Yazısı ve ifadesi karışık olan bu kitabede şunlar okunabilmektedir.

Aşık Paşanın oğlu Seyyid Canın yeri (mezarı)

Şevval ayın dördü, dokuz yüz altmış dört senesi.  Şeklinde okunan satırın ………olması da muhtemeldir.

Kırşehir tarihi müellifi B.Cevat Hakkı Tarım bu kitabenin tarihi eserine 764 olarak kaydetmiştir.

Aşık Paşanın oğluna ait mezar kitabesinin 964 tarihi değil, 764 tarihini taşıması daha uygun görünürse de taşın üzerinde yapılan esaslı ve dikkatli incelemeler, taşın fotoğrafisi ile stampajını tetkik eden mütehassıs zevatın kanaatleri bizi 964 diye okumağa sevk etmiştir.

Alçı ile kalıbı alınıp bir kerede bunun üzerinde incelemeler yapılırsa hiç bir tereddüde yer kalmaz.

1942 yılında Halim Baki Kunter’in kaleme aldığı, Vakıflar Umum Müdürlüğü Neşriyatı Vakıflar Dergisinde yayınlanan Kırşehir Kitabelerinden Aşık Paşa Türbesi ile ilgili kitabeler yukarıda yazdığım gibidir. Haftaya Melik Muzafferüddinkünbeti (Melik Gazi Türbesi) ile ilgili kitabeleri gündeme taşımak istiyorum.

Aşıkpaşa türbesi kitabelerini yazmam münasebetiyle daha önce gündeme getirdiğim ama sonuç alamadığım bir konuyu tekrar yazmak istiyorum.

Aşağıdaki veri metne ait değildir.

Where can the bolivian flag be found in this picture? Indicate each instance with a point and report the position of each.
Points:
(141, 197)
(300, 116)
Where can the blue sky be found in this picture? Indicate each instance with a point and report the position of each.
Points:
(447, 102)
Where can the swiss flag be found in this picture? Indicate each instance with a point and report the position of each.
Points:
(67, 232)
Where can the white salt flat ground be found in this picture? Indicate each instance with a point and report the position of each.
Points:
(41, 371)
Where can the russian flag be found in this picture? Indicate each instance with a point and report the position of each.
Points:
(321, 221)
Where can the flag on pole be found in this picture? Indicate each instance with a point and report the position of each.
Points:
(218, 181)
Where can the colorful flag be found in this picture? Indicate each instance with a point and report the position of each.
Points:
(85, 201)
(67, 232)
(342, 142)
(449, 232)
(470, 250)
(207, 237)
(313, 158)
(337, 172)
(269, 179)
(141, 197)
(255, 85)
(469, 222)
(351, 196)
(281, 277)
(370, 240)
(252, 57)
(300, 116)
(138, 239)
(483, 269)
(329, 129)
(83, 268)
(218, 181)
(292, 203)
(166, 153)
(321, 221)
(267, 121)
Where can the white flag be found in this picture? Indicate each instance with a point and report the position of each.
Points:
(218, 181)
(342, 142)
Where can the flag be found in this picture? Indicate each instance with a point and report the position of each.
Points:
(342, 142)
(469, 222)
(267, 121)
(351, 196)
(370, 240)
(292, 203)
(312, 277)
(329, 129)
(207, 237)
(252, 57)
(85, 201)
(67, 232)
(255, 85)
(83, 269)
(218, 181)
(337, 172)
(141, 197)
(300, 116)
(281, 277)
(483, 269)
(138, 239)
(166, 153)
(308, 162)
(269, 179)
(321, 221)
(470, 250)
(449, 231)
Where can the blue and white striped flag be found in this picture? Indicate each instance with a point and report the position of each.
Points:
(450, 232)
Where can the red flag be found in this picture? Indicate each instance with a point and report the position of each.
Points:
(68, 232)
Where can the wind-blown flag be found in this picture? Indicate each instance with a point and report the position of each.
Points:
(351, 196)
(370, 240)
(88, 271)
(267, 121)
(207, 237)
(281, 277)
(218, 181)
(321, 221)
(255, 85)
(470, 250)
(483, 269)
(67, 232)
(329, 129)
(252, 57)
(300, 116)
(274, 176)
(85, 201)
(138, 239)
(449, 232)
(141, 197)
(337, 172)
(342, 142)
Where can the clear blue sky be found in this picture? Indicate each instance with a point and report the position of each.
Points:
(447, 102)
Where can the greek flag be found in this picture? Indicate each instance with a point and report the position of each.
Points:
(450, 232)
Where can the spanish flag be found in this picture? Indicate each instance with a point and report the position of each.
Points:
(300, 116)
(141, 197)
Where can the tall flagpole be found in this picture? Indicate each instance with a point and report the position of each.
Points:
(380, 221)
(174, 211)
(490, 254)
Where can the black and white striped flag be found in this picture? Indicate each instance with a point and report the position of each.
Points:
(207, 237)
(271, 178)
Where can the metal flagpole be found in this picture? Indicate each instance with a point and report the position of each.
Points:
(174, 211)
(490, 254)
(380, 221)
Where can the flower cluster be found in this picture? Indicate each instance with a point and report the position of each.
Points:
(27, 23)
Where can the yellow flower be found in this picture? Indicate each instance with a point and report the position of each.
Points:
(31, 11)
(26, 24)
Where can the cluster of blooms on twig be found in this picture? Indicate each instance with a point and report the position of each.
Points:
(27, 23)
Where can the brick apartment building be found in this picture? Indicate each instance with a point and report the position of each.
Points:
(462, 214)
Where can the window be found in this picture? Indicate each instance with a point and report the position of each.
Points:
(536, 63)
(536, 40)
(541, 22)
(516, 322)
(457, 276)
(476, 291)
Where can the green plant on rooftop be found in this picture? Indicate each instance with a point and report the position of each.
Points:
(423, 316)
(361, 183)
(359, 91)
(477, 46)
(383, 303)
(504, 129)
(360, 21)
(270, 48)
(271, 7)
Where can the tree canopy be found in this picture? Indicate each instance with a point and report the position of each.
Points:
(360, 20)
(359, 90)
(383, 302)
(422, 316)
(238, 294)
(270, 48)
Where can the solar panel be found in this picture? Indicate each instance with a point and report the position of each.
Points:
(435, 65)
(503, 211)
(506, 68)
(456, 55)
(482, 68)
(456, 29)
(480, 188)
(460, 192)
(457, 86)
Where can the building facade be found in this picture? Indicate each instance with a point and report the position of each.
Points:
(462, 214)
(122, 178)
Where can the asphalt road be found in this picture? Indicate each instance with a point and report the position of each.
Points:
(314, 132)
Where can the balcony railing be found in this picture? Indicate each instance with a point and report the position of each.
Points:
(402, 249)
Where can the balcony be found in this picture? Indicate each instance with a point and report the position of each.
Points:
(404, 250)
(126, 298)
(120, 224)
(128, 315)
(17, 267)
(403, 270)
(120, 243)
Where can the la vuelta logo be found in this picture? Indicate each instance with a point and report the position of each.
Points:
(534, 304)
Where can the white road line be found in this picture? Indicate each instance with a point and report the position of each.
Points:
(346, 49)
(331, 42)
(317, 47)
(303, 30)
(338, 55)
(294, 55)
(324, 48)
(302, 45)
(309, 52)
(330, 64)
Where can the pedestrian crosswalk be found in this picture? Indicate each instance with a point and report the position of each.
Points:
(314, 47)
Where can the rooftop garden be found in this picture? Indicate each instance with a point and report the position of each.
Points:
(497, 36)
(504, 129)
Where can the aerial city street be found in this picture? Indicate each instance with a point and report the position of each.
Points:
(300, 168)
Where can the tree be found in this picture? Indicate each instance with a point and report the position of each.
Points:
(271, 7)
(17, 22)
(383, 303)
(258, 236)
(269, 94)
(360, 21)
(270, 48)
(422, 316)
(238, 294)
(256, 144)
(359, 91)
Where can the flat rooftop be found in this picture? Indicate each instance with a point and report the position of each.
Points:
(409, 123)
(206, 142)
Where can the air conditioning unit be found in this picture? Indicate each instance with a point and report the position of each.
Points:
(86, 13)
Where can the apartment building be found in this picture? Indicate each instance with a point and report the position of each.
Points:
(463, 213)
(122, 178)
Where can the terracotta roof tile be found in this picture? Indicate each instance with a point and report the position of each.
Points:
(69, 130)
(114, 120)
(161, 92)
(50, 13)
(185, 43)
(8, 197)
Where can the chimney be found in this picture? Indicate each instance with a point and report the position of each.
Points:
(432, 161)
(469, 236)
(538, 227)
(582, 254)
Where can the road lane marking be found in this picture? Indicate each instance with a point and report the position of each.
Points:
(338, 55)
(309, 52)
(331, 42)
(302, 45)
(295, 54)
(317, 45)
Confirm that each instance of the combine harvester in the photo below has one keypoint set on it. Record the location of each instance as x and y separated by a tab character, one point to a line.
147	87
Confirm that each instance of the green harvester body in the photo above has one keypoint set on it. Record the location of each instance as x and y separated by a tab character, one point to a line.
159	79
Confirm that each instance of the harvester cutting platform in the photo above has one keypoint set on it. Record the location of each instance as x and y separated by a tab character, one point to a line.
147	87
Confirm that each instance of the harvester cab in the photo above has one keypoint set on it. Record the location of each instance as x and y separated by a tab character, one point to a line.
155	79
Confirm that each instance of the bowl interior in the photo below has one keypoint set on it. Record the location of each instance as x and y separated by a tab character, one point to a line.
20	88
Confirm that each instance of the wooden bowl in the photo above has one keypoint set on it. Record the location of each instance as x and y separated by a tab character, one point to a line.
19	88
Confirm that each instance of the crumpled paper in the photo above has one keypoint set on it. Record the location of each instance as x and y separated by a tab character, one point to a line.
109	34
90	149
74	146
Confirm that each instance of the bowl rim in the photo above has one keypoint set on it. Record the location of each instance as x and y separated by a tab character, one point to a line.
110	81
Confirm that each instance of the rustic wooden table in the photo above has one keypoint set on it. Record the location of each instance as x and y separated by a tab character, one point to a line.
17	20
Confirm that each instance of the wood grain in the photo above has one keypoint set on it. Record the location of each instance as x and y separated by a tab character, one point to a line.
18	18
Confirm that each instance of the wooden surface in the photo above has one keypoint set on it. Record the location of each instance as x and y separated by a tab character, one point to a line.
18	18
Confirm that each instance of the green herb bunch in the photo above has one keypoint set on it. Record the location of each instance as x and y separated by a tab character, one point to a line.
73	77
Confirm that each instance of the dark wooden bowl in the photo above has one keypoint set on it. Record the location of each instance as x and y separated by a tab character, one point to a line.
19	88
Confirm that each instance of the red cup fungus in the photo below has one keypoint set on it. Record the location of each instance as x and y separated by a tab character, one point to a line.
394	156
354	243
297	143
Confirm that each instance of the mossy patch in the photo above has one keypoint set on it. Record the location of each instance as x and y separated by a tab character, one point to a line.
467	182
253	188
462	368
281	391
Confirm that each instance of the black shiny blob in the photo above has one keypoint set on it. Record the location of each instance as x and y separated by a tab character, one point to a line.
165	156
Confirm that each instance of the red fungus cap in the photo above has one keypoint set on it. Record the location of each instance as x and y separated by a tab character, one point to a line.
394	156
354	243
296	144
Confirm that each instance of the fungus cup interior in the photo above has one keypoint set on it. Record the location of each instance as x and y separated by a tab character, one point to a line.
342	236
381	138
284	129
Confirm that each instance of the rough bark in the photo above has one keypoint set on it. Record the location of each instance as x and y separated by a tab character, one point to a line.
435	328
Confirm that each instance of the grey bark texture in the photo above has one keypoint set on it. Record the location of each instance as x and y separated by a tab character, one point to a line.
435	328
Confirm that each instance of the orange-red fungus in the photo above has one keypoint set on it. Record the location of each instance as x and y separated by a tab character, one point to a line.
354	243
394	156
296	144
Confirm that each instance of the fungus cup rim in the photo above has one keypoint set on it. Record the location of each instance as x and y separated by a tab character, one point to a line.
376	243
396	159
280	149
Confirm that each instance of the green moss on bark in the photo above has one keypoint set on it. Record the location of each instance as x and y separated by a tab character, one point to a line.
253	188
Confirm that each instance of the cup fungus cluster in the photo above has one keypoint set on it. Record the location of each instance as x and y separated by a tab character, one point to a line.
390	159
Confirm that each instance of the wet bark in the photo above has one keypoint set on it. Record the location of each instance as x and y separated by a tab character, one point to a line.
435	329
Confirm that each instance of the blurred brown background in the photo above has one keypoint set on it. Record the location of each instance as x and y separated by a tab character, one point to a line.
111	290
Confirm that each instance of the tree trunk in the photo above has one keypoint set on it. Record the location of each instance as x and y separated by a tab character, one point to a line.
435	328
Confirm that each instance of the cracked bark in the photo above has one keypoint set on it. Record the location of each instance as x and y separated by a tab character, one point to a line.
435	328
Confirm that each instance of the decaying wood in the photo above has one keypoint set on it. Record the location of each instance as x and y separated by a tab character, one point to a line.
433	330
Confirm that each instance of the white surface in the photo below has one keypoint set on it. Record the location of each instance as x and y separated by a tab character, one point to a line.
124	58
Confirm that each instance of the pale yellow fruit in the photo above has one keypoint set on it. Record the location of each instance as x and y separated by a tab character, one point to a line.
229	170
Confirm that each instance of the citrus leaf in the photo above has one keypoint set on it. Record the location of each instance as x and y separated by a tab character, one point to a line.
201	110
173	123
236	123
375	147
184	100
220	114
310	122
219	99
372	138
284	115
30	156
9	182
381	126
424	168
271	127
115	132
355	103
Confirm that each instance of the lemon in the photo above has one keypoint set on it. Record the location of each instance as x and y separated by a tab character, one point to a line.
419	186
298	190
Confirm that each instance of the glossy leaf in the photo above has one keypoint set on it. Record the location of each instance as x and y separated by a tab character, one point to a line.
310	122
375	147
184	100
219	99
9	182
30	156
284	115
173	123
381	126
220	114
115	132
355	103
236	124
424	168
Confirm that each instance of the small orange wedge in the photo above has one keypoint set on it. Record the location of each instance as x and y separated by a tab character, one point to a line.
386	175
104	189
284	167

Aşıkpaşa Türbesi konumu itibarıyla günlük ortalama on beş bin aracın geçtiği tahmin edilen Doğu ile Batıyı birbirine bağlayan Ankara – Kayseri karayolunun üzerinde çok önemli bir yerdedir. O nedenle görünümü, bakımı, temizliği, ışıklandırılması ve 24 saat ziyarete açık olması çok önemlidir.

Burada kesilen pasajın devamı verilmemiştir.